Location
- 1001 7th Street E Suite 1 Monticello, (Wright County), Minnesota 55362 United States
- Coordinates: 45°17′46″N 93°46′54″W﻿ / ﻿45.29611°N 93.78167°W

Information
- Type: Private
- Motto: Veritas et vita (Truth and life)
- Religious affiliation: Roman Catholic
- Patron saint: Fulton J. Sheen
- Established: 2014
- Headmaster: Andrew Lang
- Grades: 9–12
- Hours in school day: 8:00-3:15
- Colors: Dark Red and Gold
- Sports: Baseball, Basketball, Cross Country, Clay Target, Football, Golf, Softball, Swimming, Track and Field, Volleyball, Wrestling
- Team name: Irish
- Publication: Fulton's Fire
- Website: www.holyspiritacademy.org

= Holy Spirit Academy =

Holy Spirit Academy is a private Catholic school in Monticello, Minnesota, in the United States. It is located in the Archdiocese of Saint Paul and Minneapolis.

Opened in 2014, Holy Spirit Academy has an integrated program and teaches in the Catholic intellectual tradition. It was formally recognized as a Catholic school on October 2, 2020, by the Archdiocese of St.

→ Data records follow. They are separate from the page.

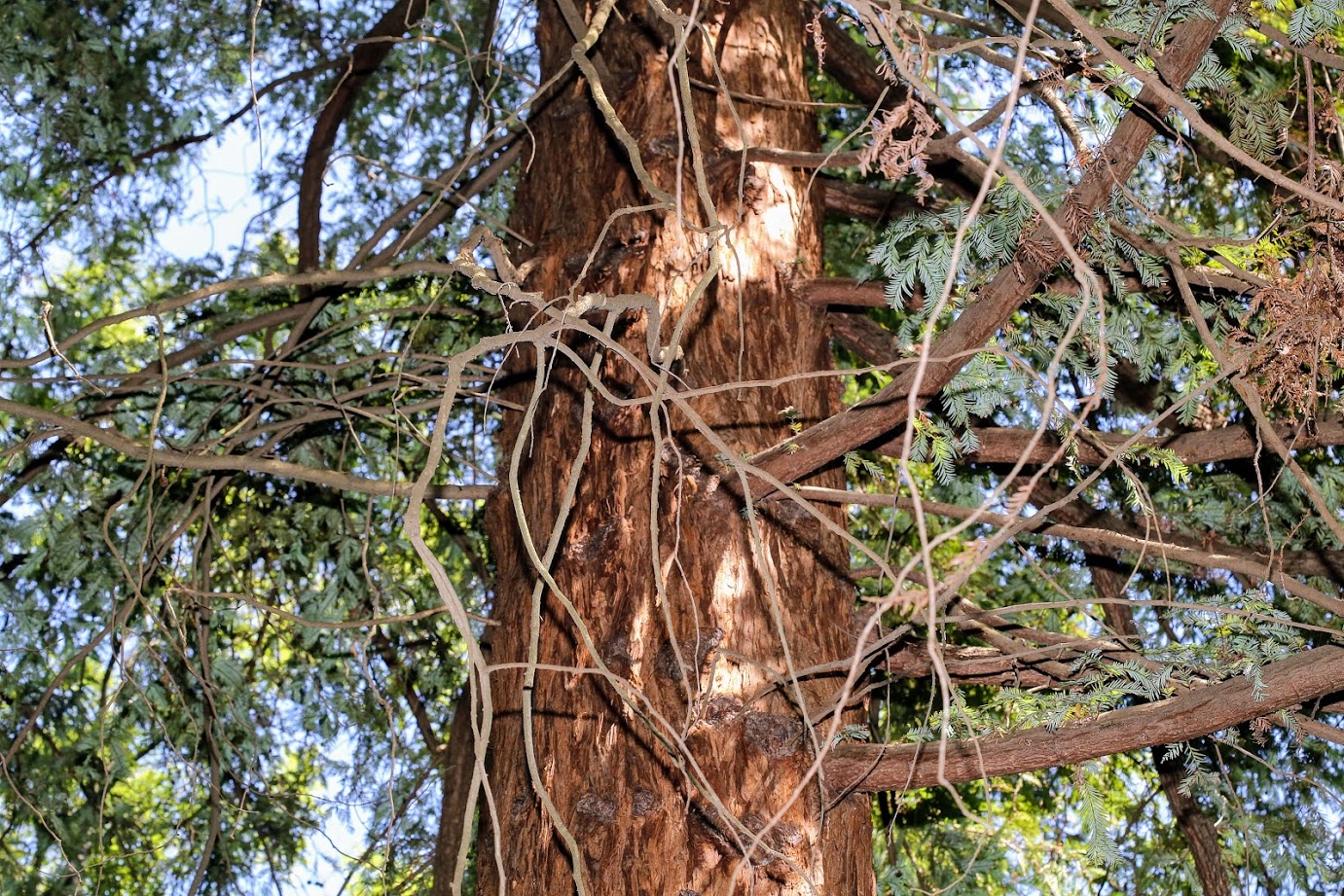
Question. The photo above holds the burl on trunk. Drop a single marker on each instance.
(676, 759)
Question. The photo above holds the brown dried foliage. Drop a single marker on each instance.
(1301, 357)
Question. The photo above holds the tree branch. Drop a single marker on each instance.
(878, 768)
(1037, 256)
(364, 59)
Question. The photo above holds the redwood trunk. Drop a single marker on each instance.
(702, 789)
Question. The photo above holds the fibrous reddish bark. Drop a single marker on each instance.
(672, 775)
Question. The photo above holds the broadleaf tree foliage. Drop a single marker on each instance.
(762, 447)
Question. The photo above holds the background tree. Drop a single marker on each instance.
(962, 379)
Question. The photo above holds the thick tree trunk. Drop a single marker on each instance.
(697, 782)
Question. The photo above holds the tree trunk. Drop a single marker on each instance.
(697, 779)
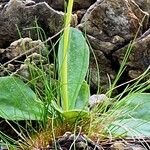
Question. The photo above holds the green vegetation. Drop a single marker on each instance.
(63, 104)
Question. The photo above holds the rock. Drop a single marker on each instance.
(139, 59)
(144, 5)
(21, 46)
(110, 25)
(15, 17)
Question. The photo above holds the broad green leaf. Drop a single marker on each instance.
(136, 119)
(77, 64)
(75, 115)
(83, 97)
(18, 101)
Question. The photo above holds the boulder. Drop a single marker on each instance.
(110, 25)
(18, 19)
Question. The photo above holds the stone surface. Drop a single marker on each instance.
(144, 5)
(110, 25)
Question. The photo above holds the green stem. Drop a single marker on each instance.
(65, 48)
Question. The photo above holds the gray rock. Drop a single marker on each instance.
(17, 15)
(110, 25)
(144, 5)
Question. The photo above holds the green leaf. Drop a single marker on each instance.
(136, 118)
(83, 97)
(77, 64)
(18, 101)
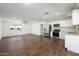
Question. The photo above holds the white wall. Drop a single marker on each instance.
(36, 28)
(6, 28)
(0, 28)
(66, 27)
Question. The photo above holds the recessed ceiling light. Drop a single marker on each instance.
(45, 17)
(57, 13)
(27, 3)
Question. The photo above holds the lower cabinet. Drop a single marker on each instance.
(72, 43)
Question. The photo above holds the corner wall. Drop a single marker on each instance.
(6, 28)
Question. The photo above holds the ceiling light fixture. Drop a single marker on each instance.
(57, 13)
(27, 3)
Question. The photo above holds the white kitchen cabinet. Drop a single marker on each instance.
(75, 17)
(72, 43)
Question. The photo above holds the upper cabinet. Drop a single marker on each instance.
(75, 17)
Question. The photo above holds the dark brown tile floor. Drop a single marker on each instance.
(32, 45)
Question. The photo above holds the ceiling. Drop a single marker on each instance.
(36, 11)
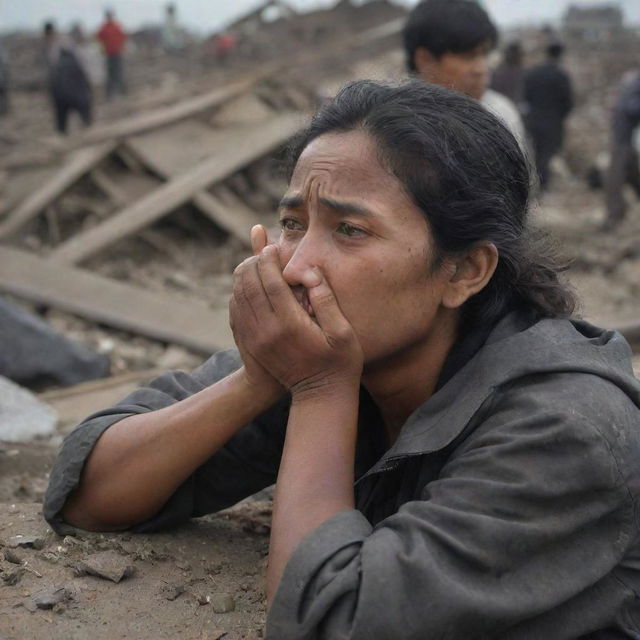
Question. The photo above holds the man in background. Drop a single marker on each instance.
(448, 42)
(113, 39)
(69, 85)
(548, 99)
(508, 76)
(623, 166)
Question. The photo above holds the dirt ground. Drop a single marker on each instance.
(184, 580)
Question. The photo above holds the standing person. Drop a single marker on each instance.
(113, 39)
(448, 42)
(455, 456)
(548, 100)
(172, 34)
(623, 166)
(69, 85)
(508, 77)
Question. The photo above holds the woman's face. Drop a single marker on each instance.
(347, 215)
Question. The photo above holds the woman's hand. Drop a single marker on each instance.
(309, 351)
(255, 374)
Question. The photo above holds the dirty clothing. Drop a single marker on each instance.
(113, 39)
(70, 87)
(548, 99)
(623, 167)
(505, 509)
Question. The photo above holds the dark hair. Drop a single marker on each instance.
(466, 172)
(555, 50)
(447, 26)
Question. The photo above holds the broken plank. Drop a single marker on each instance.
(169, 151)
(79, 163)
(239, 147)
(174, 320)
(164, 116)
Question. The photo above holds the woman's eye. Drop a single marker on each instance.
(289, 224)
(349, 230)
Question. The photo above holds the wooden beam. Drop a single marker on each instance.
(166, 153)
(191, 324)
(239, 147)
(166, 115)
(78, 164)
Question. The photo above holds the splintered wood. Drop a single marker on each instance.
(145, 168)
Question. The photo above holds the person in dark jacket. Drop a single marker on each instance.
(548, 100)
(69, 85)
(624, 164)
(408, 332)
(508, 77)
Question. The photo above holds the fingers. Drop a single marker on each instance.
(326, 309)
(280, 296)
(258, 239)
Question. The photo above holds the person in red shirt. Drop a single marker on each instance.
(113, 39)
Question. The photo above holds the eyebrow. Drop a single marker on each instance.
(341, 206)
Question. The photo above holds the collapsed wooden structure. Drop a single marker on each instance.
(145, 168)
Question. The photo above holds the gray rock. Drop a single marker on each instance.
(12, 557)
(106, 564)
(48, 598)
(22, 415)
(33, 354)
(26, 542)
(222, 602)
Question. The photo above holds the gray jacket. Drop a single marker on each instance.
(507, 507)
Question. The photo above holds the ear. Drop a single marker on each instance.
(424, 62)
(471, 273)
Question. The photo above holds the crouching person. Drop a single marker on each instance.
(454, 454)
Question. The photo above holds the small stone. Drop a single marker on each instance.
(29, 605)
(222, 602)
(31, 542)
(203, 599)
(106, 564)
(12, 556)
(172, 592)
(49, 598)
(11, 577)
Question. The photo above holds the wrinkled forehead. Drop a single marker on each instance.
(346, 164)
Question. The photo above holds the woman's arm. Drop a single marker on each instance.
(315, 481)
(139, 461)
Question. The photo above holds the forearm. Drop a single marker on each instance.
(316, 475)
(140, 461)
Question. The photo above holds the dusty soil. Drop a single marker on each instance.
(181, 577)
(201, 582)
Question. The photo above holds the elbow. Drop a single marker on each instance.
(77, 513)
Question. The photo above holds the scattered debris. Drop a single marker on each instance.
(50, 597)
(25, 542)
(106, 564)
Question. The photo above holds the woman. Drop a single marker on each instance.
(403, 329)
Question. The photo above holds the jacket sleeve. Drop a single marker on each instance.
(246, 464)
(529, 511)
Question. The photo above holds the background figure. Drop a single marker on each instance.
(69, 85)
(448, 42)
(548, 100)
(113, 39)
(623, 166)
(172, 35)
(508, 76)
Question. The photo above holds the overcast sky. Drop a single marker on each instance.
(209, 15)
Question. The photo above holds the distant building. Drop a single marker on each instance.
(593, 24)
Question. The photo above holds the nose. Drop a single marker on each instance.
(297, 258)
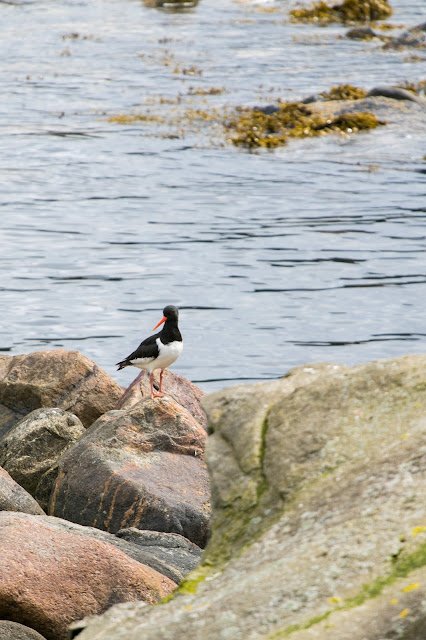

Paul and Minneapolis.
On May 25, 2023, the school was recognized in the Newman Guide, a society who acknowledges Catholic schools with strong commitment to the faith and academic excellence.

Students attend Mass Wednesday through Friday, have regular access to the sacrament of Reconciliation, and daily communal prayer, as well as Lauds each morning.